The market wage is determined by what John Kenneth Galbraith called the “countervailing power” of workers in negotiations with employers—power which is enhanced by a variety of measures, including collective bargaining, tight labor markets, a high minimum wage, wages and hours laws, and other factors. The bargaining power of workers can be strengthened by decommodifying many “merit goods” such as health and education which, because they are provided by the state directly or indirectly, need not be purchased with after-tax wages.

If workers are well paid and have universal, portable benefits paid for out of broadly-based taxation that taps into the growth of the whole economy, and the political system limits the influence of the rich and business lobbies, does abstract inequality of stock and bond ownership really matter?

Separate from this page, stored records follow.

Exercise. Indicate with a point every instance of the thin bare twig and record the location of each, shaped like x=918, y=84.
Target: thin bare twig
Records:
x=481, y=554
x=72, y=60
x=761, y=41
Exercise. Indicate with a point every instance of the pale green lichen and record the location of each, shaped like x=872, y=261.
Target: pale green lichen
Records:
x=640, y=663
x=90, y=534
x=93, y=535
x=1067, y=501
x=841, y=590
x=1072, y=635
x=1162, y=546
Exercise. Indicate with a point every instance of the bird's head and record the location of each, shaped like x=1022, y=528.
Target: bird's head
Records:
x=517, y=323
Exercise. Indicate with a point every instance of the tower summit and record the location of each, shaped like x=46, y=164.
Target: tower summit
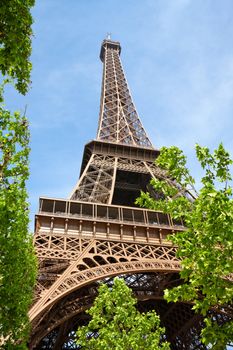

From this perspective, the priorities of pro-worker reform should be increasing the countervailing power of workers—perhaps by innovative means, such as sectoral collective bargaining or wage boards—and increasing decommodification by means of tax-funded pay-go social insurance and what Ganesh Sitaraman and Anne Allstott, following Jacob Hacker, describe as “public options,” such as public hospitals and public parks.

As Palladino herself notes, “Despite Berle and Means’s theory, however, early- and mid- twentieth-century America was dominated by ‘managerialist’ corporations such as General Electric and General Motors: large conglomerates with strong managers who prioritized stable growth and who bargained with powerful unions.” If the countervailing power of organized labor and government made the New Deal possible, in spite of the predominance of shareholder theory in law at the time, then new forms of countervailing power can make a newer deal possible today, even in the absence of corporate governance reform.